More Layers Of Accountability: Less Accountability

Handsome businessman standing with a clipboard with blank paper on his chest and his arms securely tied to his sides by a rope conceptual of being bound by the restrictive regulations of bureaucracy

The kneejerk bureaucratic or authoritarian response to public failure is to add layers of supervision, direct control and oversight. Catallaxy raises this question about forensic experts in the US, but it speaks to all public sector activity.

Indeed, dig a little deeper in conversation about service delivery, and with a very large percentage of people you can get a response like: “Why can’t we just make them  do it?” Who they  are is irrelevant. And what the it  is doesn’t matter. The core response is to argue for stern, paternal compulsion.

Bureaucrats and politicians are reassured by the public nature of this type of action. Something has been done. Levers have been pulled. New crankshafts have been connected between supervisory body and performing body, so the doers can’t do anything wrong.*

Until they do.

Having watched organisations accrete layers of accountability devices over decades, one thing has become clear. There is a point where more oversight leads to less accountability.

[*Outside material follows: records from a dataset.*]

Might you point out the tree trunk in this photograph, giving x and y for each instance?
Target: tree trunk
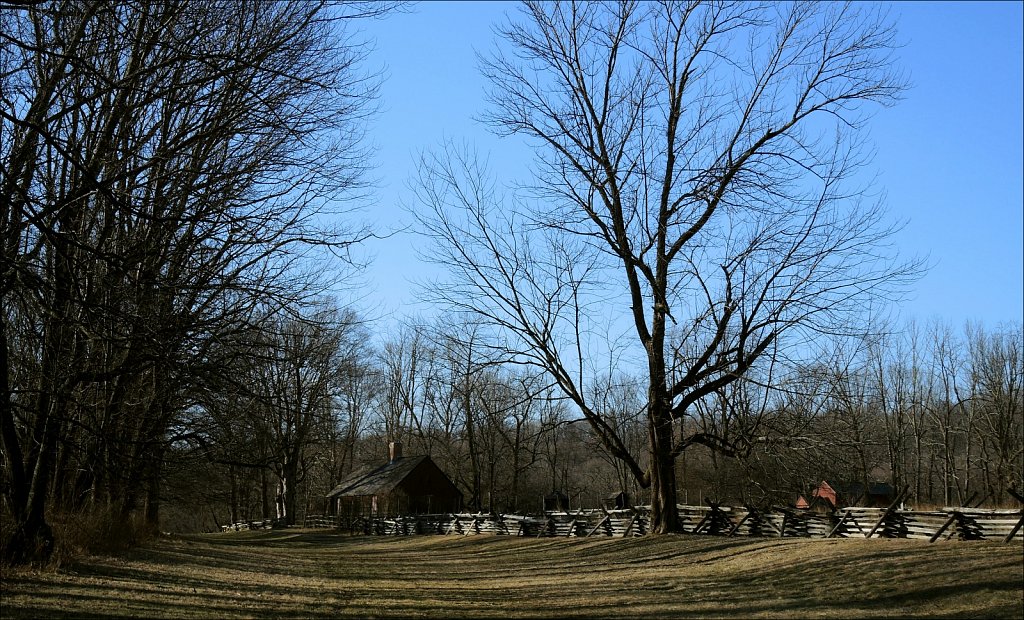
(664, 514)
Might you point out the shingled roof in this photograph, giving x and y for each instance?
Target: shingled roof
(377, 481)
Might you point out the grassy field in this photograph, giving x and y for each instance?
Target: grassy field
(296, 573)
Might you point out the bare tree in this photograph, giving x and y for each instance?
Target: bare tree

And that is most clear in the public sector.

Oversight can take many forms, and in the public sector on occasion it takes all of them. Legislation, strict process rules, KPI reporting, process reviews, ad hoc performance reviews, project evaluation, formal agency oversight and appeal processes, strategy/results reporting and many more.

The just-make-them-do-it  mindset always results in process rules and reporting against some sort of target. The oversight measures how well you adhere to process rules, and cannot fault you if you follow them. When  you rely on process rules with layers of hierarchical performance review, what you get is tick-boxing. The outcome becomes to follow the process, not deliver the outcome. The real ‘customer’ is the strategic planner in the Department Head Office. John Seddon has written on this extensively. That’s the essence of bureaucracy.

By compelling process, public sector  organisations don’t give trust to their workers. They give them no discretion.  Risk averse bureaucratic personalities thus confine themselves to process. It’s entirely understandable and no-one’s fault. It’s a broken system.

And the more oversight is added, the more personal responsibility for delivering outcome is diffused. If there is a multi-level hierarchy of oversight, when something goes wrong it is everybody’s fault. And nobody’s fault.

Nothing new here. The solution is simple in theory and impossible in  bureaucratic and political practice. Free up public sector managers to manage how they see fit. Stop forcing them to follow uniform procedures to deliver uniform failure. Give them a result to deliver and let them do it. If they fail, they are personally responsible so long as they have full control over their budgets and staffing arrangements. And support that responsibility with transparency to the public and open comparison between different performers.

And that’s the problem. The Public Sector has both a ‘good bloke’ culture and a secretive culture. No-one wants to hold anyone personally accountable. No-one wants how they operate to be public knowledge.

I know it’s a broad claim, but for the most part  people in the public sector tend to be more collegiate and non-confrontational than in the private sector. They’re good blokes. But experience  shows a confrontational, less-agreeable project manager or boss  is exactly what you need to get things on time and budget.

This cultural issue drives difficulties in managing poor performers, and difficulties in improving public sector productivity. All magnified by a CPSU or PSA that has way too much say on management practice, and accumulated work conditions that are frankly ridiculous.

It doesn’t help that so many people are uncomfortable with non-uniform public sector service delivery. Out of a desire for equality, the system crushes the energy, innovation and responsibility of individual public sector managers.

It also doesn’t help that politicians and the general community seem to have the implicit belief that society – and the public sector – can only operate under the stern, directive hand of someone in charge. Despite all the evidence to the contrary, people seem to have a hardwired view that a disciplinarian parent-child relationship is the basic model for how organisations and societies should operate.

Someone sets rules, you follow them, they watch you, you get in trouble if you don’t follow the rules. Rule-following is success. Initiative is dangerous. It ain’t good for kids, it ain’t good for organisations.

This suggests a different post on how uncomfortable some political viewpoints are with the idea of emergent order and self-organising networks, and how they view the entire world through the metaphoric lens of dictator and conspiracy (World government or News Ltd fixation, anyone?). But leave that for later.

It’s unfortunate that almost every step to apply accountability for real results through oversight within the public sector is more likely to result in the opposite.

Manager discretion and the damage of excessive process and oversight mechanisms are the real challenge for public sector delivery reform. Not restructures, not incentive pay or contract fiddles, not tweaks in the relationship with Treasury. It’s time insightful public sector managers – and there are plenty of them – started to speak up about that.



* Apologies for the passive voice. I was channelling a bureaucratic mind.